# Is Pothos ok?



## Moozillion (Oct 14, 2014)

I just wanted to double check that the common houseplant Pothos (Epipremnum aureum) is okay for my Hermann's tortoise to eat?


----------



## ascott (Oct 14, 2014)

http://www.tortoiseforum.org/threads/pothos-plant-edible.38208/


----------



## naturalman91 (Oct 14, 2014)

yes they are ediable i keep 3-4 potho's plants in my enclosure and have to take them out all the time because they get eaten if they get eaten just pull them before they get the stem to the ground and they'll grow back i've been doing it for a while now


----------



## tortadise (Oct 14, 2014)

Pothos although listed toxic is ok to feed to the following;
Manouria (brown, black, impressed)
Indotestudo(forsteni,elongated, travancore)
Dendiculata/Carbonaria(yellow foot/Redfoot)
Erosa, Homeana(serrated and homes Hingeback)

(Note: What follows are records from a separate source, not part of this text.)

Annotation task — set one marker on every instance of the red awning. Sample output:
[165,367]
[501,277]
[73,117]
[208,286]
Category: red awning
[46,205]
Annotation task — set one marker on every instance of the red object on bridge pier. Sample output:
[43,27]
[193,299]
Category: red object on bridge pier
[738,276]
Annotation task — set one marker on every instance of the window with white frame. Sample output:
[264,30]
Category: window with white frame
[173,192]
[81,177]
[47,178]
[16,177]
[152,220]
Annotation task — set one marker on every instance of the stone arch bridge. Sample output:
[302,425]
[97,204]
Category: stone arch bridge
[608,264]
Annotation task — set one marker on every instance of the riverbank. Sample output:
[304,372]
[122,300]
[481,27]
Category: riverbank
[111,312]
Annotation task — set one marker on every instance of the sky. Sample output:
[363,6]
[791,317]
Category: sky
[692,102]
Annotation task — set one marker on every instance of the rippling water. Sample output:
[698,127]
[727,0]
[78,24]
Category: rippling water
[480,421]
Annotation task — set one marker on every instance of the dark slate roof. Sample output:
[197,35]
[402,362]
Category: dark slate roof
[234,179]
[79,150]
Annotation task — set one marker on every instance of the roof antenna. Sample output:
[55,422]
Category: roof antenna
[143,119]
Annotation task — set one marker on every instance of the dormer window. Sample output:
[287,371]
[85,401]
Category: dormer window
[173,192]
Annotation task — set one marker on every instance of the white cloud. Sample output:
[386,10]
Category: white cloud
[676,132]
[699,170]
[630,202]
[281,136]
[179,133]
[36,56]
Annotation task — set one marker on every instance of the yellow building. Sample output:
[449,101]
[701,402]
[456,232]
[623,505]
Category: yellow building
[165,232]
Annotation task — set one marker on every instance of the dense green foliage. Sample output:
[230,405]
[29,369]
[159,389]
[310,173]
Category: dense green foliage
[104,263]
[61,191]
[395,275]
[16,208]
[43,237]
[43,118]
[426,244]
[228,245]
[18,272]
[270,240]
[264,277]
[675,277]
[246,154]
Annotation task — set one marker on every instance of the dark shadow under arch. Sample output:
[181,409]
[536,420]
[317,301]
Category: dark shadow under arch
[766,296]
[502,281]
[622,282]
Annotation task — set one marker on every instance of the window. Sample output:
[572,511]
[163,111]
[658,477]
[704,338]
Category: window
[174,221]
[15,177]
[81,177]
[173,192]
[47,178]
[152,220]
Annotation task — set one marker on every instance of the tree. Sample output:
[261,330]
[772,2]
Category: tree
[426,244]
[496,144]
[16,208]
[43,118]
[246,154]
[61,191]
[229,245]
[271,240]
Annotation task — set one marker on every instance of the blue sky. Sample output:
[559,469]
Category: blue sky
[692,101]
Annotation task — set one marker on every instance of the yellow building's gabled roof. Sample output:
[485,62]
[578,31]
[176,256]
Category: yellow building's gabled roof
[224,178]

Now that being listed and said. This was in my experience have received no ill effect from specimens here being fed Pothos. Also would like to note, this was not offered regularly, nor part of routine staple diet. 

I would not feed it to the following;
Broadleaf, grass eaters(Greeks, Herman's, Marginata, Sulcata, leopard, angulated etc...)
Nor succulent and broad leaf eaters(tents, stars, chacos, padlopers, pancakes etc..)


----------



## naturalman91 (Oct 14, 2014)

this is one of the question's you'll get 101 and one answer's on honestly i went through the same thing before adding them i get so many yes and no's that my head started to spin all i can say is in my experience with them I haven't had any problems

if you don't feel comfortable with it don't use it


----------



## tortadise (Oct 14, 2014)

Well I would definitely not recommend them unless being given to species I mentioned. All those species have a very unique omnivorous nature to them and can digest and tolerate the mild to moderate toxicity of them.

The reason they're classified to have a toxicity is the insoluble calcium-oxalates content to them, they will crate crystals in the kidneys and cause some serious internal and possibly renal issues(renal failure is irreversible and almost leads to death, early death or very weakened animals) the best way to fulfill your tortoises dietary needs is to study the regions, and classifications of the species. By classification I am referring to which type is calls under. Example. Omnivorous deep rainforest, grassland, temperate, arid, tropical etc... Pothos is a variety of plant that does not naturally grow within 1000s of miles of any native Herman's, Greeks, egyptian, or marginated territory. So to me I would not even think to offer it based of the approach I take towards thinking "what's best for my tortoise". 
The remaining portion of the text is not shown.